# Domain working on all PC's but mine!



## anksrox (Jun 8, 2010)

So, I'm developing a website and the domain is www.goldenpanda.in
I see that everyone can access the domain, except me! Is there an error on my PC or the domain has some flaw! I can access the domain from other PC's, laptops, mobiles, etc. but not through my PC. Please suggest me a way to get around this!


----------



## Tikuf (Mar 5, 2010)

Did you just register or update the domains DNS, If so it may take up to 72 hours for your computer/ISP to recognize the changes.


----------



## anksrox (Jun 8, 2010)

Its the 4th day now!


----------



## Tikuf (Mar 5, 2010)

anksrox said:


> Its the 4th day now!


Ok then, lets ask some more questions.

Do you own this hosting account? Is it cPanel?
If Yes, Contact the host, Your IP address may be blocked by the firewall due to wrong password through FTP or cPanel login. Even if its not cPanel FTP can get your IP blocked too, mainly because you get something like 3 attempts and an FTP program will try it 50 times before giving up.

Next..

Does it work on other computers within your network, or is everyone on the network effected.

Next.. 

Lets do a Trace route.

How to http://www.mediacollege.com/internet/troubleshooter/traceroute.html

tweek: ok instead of the command they told you run, "tracert goldenpanda.in > C:/trace.txt" Make sure your run Command Prompt as an admin, and the results should be in a text file on your Root hard drive, please post results here.


----------



## anksrox (Jun 8, 2010)

It works on the laptop, when I connect it to Wi-Fi on the same network!

Its cPanel, but I changed servers too, earlier it was hosted on a GoDaddy account, now its on a seperate host, but yet the domain fails to load, but if I go through the root address of the server, the website loads properly.

I tried the TraceRoute, this is what comes up in the document:

Unable to resolve target system name goldenpanda.in.


----------



## Tikuf (Mar 5, 2010)

OK then, do you want to try flushing your DNS
http://www.topbits.com/how-to-flush-dns.html

Make sure you run Command Prompt as an Administrator.

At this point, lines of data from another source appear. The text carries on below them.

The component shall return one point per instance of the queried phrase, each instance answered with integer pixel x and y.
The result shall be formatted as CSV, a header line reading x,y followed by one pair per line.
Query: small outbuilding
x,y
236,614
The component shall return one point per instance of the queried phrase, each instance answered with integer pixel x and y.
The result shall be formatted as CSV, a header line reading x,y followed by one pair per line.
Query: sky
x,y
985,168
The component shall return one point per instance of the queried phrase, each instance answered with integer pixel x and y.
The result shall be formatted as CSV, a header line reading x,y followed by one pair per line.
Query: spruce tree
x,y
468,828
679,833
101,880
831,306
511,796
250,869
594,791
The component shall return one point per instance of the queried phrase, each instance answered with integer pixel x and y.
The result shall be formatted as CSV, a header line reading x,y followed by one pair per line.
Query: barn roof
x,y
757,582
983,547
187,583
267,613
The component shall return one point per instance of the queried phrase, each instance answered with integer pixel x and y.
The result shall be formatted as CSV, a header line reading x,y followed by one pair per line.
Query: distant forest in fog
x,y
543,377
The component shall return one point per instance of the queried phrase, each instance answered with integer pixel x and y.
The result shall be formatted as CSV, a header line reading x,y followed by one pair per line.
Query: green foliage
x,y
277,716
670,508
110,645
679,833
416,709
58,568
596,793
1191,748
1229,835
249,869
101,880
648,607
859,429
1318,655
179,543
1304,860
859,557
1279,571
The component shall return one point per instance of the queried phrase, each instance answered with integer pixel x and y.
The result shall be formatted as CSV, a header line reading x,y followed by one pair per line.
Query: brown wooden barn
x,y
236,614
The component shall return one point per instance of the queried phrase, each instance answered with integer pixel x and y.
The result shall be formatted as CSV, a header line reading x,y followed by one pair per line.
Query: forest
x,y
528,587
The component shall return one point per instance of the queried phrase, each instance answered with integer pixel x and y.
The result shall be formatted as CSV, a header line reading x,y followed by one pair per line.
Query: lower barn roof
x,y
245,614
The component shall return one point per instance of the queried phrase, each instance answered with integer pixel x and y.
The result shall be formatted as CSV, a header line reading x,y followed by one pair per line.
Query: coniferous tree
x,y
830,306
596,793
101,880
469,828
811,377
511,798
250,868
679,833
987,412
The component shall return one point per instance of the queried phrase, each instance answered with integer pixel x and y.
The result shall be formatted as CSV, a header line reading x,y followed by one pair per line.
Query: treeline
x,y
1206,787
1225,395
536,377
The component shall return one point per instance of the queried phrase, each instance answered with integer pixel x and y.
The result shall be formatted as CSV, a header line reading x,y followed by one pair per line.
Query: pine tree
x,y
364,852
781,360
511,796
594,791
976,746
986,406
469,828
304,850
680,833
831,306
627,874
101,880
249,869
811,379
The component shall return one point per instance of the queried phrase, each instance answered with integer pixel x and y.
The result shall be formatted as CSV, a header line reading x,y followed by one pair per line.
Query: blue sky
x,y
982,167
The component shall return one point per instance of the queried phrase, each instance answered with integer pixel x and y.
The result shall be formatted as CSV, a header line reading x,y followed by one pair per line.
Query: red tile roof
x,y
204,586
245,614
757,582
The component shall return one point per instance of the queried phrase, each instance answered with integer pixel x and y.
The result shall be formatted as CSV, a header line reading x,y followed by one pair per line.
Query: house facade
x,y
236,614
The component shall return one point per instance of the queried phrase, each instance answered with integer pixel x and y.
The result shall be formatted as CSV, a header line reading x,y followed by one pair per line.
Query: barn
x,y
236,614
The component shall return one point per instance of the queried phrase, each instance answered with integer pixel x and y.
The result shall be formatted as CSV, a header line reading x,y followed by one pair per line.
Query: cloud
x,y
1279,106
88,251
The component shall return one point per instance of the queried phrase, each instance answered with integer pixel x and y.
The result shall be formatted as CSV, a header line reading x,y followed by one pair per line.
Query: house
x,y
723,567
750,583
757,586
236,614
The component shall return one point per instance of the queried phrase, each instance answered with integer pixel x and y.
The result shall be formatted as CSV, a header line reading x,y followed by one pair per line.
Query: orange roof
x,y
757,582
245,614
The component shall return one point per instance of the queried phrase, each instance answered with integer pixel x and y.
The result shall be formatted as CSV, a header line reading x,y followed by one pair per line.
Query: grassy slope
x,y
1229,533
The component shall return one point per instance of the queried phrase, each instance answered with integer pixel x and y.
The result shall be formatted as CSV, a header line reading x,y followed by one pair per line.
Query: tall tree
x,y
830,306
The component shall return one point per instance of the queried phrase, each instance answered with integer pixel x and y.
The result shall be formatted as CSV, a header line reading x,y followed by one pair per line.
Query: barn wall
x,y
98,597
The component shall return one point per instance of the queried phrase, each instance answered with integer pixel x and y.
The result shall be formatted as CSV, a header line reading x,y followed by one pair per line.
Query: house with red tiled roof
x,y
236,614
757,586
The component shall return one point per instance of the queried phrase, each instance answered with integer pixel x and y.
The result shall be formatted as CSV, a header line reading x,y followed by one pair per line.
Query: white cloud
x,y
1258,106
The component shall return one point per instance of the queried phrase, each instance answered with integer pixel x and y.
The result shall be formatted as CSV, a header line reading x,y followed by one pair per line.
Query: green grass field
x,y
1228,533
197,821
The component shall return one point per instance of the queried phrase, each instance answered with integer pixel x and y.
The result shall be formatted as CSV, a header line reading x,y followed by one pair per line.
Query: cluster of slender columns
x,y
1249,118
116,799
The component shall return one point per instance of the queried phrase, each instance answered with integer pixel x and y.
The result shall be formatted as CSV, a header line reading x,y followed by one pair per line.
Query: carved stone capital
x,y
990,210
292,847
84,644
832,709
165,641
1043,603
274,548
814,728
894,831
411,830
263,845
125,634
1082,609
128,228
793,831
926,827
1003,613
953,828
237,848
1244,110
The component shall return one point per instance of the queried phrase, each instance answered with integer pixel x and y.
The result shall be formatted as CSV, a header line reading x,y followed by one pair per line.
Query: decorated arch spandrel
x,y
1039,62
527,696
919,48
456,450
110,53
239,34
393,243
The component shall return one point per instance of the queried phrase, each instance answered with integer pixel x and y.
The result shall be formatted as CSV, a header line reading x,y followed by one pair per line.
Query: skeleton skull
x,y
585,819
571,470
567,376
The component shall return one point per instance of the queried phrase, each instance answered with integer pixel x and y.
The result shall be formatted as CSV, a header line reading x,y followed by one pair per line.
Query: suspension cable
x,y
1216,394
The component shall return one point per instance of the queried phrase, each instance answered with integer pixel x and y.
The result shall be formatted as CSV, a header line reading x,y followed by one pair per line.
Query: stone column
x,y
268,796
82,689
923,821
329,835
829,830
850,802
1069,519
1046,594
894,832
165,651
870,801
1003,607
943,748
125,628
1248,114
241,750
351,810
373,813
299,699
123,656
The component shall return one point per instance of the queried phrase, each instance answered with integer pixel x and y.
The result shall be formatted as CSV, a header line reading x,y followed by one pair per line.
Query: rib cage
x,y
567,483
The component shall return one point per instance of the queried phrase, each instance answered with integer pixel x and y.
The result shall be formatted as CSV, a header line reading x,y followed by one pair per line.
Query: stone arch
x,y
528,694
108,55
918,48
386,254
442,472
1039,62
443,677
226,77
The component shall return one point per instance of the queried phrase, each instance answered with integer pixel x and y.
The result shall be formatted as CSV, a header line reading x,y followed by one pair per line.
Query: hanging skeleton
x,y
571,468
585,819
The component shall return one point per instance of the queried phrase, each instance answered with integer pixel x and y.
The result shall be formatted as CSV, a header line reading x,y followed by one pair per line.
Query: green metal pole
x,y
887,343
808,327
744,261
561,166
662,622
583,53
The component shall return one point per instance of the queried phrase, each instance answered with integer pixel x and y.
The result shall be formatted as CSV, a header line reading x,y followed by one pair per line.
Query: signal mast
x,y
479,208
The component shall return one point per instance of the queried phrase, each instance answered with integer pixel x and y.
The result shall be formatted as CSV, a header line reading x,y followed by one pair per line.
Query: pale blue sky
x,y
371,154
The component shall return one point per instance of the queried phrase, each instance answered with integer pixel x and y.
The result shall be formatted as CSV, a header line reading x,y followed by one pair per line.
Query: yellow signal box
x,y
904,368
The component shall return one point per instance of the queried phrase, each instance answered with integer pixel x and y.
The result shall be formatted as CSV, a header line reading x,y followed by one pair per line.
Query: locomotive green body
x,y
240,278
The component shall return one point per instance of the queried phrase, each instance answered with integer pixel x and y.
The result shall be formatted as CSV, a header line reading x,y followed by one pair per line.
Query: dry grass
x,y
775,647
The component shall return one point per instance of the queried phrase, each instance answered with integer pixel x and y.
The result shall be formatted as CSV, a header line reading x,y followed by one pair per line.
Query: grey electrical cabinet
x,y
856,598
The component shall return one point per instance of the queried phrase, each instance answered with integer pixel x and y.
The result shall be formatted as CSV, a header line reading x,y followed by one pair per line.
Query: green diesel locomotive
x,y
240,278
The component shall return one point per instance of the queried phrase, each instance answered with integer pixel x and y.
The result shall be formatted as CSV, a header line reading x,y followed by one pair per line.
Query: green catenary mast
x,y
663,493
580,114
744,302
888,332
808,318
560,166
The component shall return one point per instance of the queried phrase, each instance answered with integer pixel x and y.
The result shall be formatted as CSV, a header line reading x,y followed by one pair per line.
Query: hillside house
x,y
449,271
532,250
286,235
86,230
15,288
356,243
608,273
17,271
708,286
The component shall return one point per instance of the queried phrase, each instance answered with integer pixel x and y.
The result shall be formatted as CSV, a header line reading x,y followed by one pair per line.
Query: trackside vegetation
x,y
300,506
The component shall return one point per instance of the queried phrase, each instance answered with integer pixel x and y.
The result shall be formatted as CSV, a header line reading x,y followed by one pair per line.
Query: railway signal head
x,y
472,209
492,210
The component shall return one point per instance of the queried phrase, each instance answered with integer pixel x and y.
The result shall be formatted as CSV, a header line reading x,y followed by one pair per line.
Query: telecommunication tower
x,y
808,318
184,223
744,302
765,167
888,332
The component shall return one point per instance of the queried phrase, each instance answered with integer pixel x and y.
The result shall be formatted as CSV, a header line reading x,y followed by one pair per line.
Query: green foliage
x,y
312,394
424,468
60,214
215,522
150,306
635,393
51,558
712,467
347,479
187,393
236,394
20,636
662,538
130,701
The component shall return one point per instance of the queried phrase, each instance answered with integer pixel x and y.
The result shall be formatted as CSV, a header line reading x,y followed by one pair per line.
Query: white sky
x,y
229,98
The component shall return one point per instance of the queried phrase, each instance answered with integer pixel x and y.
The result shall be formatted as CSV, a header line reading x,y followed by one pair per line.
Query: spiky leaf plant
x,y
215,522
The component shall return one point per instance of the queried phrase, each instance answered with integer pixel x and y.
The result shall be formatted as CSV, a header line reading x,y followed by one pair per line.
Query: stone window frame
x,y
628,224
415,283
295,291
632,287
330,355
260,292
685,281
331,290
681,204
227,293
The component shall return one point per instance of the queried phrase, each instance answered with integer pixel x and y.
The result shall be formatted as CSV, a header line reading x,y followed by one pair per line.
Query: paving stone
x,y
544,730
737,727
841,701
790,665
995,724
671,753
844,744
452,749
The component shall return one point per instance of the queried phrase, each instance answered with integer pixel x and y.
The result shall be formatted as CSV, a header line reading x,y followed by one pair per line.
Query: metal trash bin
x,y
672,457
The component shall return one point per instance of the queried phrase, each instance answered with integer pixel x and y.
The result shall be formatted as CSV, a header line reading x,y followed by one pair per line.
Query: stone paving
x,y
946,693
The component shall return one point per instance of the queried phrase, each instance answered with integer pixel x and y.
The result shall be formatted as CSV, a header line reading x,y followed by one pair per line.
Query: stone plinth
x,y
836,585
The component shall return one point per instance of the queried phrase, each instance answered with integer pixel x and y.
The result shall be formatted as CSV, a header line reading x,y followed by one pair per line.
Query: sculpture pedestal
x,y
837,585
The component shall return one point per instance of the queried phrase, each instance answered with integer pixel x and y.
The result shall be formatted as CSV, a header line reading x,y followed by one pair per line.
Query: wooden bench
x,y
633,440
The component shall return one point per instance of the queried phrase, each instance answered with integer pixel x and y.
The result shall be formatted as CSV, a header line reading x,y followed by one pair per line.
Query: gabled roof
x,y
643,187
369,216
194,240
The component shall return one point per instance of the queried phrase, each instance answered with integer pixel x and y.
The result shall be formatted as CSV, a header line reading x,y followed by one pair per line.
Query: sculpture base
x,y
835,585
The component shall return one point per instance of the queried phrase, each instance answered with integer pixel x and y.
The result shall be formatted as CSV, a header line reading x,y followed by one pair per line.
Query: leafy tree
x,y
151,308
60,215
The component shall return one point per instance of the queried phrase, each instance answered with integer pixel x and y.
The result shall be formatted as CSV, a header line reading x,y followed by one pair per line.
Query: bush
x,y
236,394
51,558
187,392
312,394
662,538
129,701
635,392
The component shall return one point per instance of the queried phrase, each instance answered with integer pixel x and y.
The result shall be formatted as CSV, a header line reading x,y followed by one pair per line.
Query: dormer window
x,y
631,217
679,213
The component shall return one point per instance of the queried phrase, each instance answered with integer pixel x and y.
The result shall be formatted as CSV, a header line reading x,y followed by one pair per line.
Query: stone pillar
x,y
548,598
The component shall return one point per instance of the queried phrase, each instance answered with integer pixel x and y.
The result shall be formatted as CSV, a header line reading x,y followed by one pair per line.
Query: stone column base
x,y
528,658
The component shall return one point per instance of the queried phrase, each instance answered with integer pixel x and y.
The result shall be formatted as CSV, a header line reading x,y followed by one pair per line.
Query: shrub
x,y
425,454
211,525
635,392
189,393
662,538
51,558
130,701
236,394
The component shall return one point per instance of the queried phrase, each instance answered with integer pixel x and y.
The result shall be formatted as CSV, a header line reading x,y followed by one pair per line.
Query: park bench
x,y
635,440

Last but not least make sure there is nothing refrencing that domain in the hosts files.

My Computer > C: (or whatever drive Windows is on) > WINDOWS > system32 > drivers > etc > hosts

Open that file in notepad. Make sure there is nothing with that domain in that file, if there is Delete that entire line of text with the domain in it, save it, and try the site again.


----------